Был кувшин цел, да вот разбился!
Вот, сколько лет живешь и мучаешься…
Встречаешь односельчан, постоишь, поговоришь. Если кто-то и скажет дурость, то:
– Да, верно все… – И головой киваешь.
А если кто-то вдруг скажет, что это дурость, то все равно:
– Верно все, верно… – скажешь.
Не возразишь, не прекословишь.
Так и глядишь, как дни уходят и жизнь проходит.
Сколько так терпеть можно?
Так думал всадник, едущий по горной тропе.
По обе стороны – горные склоны. От стука копыт эхо по горам гуляет.
В сае[50] вода с камня на камень перескакивает, шумит, пенится.
Вершины небо целуют, чистые, свежие.
Глядит всадник на горы, о своем думает.
Секретарь сельсовета, говорит, сторожем тебя возьму. Конечно, без разговоров возьмет. На худой конец, у людей обо мне поспрашивает. Не скажет ли, зачем прежнюю работу бросил, на людей, с кем годами бок о бок работал, наплевал? Или зачем, мол, решил в такую даль ради девяноста «сторожевых» рублей таскаться?
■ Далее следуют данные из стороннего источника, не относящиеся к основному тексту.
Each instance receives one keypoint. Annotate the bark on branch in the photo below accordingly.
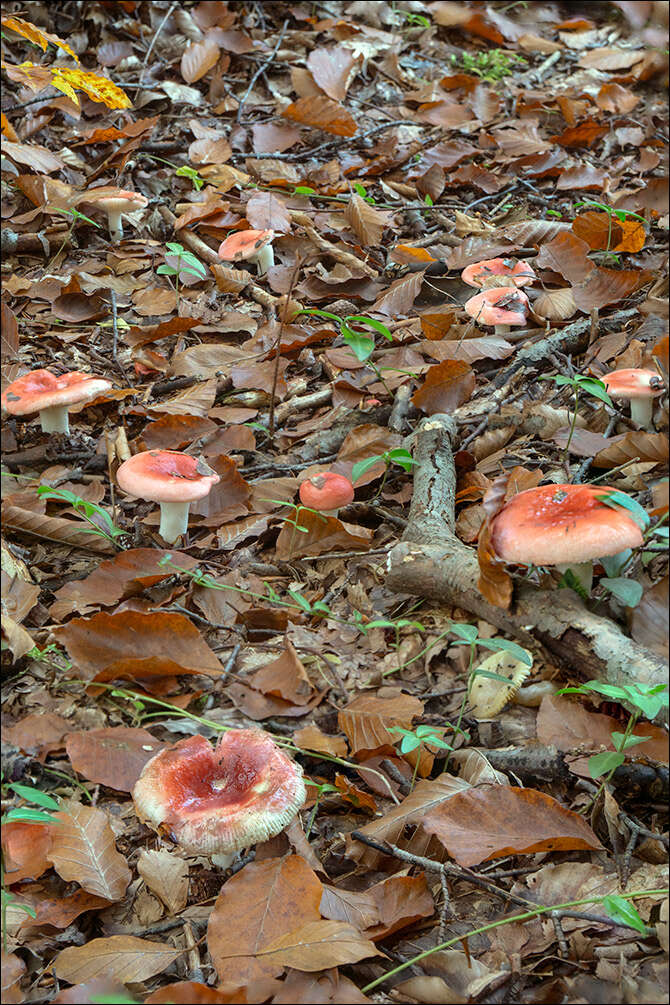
(430, 561)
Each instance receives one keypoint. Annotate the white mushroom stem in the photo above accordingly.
(54, 419)
(115, 224)
(642, 411)
(264, 259)
(582, 571)
(174, 521)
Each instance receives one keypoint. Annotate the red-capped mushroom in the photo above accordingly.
(326, 492)
(489, 272)
(216, 801)
(500, 307)
(115, 203)
(51, 396)
(563, 526)
(249, 245)
(640, 387)
(172, 478)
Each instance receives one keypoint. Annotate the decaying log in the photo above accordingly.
(430, 561)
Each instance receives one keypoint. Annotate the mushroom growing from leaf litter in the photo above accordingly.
(500, 307)
(216, 801)
(51, 396)
(326, 491)
(116, 203)
(640, 387)
(563, 526)
(172, 478)
(250, 245)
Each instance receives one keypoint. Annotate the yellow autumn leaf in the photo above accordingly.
(36, 35)
(99, 88)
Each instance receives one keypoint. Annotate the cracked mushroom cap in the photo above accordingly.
(500, 306)
(631, 384)
(518, 272)
(562, 525)
(166, 476)
(215, 801)
(327, 490)
(41, 389)
(244, 244)
(114, 200)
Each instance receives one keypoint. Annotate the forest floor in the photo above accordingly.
(470, 832)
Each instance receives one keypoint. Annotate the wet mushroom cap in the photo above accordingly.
(166, 476)
(500, 306)
(518, 272)
(562, 525)
(327, 490)
(219, 800)
(633, 383)
(41, 389)
(244, 244)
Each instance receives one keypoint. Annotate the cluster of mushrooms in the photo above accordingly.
(218, 801)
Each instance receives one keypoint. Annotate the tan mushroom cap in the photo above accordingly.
(114, 200)
(562, 525)
(40, 389)
(217, 801)
(244, 244)
(519, 273)
(500, 306)
(632, 383)
(166, 476)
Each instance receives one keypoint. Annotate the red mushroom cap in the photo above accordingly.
(166, 476)
(217, 801)
(562, 525)
(500, 306)
(633, 384)
(518, 272)
(326, 491)
(41, 389)
(244, 244)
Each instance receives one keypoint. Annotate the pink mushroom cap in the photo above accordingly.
(499, 306)
(219, 800)
(518, 272)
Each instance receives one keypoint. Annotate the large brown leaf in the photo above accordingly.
(136, 645)
(492, 821)
(256, 907)
(124, 958)
(367, 719)
(82, 850)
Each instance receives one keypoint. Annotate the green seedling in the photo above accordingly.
(178, 261)
(590, 385)
(101, 525)
(413, 739)
(645, 699)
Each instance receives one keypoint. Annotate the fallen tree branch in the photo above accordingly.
(430, 561)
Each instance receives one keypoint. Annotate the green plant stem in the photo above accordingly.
(524, 917)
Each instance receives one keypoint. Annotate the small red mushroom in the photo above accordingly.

Лучше шурпа под боком, чем плов далёко.
Что он на это ответит? Скажет, потомства нет, себя ущербным чувствую, от людей подальше хочу быть? Не скажет, промолчит. Все равно на эту работу возьмут. К чему эти жалостливые слова?..
Привязал лошадь к столбу у ворот, вошел во двор. Спустился по ступенькам, вглубь по узкой дорожке прошел.
Тут кислый голос секретаря услышал. Перед дверью застыл. Загорбком к стене прислонился.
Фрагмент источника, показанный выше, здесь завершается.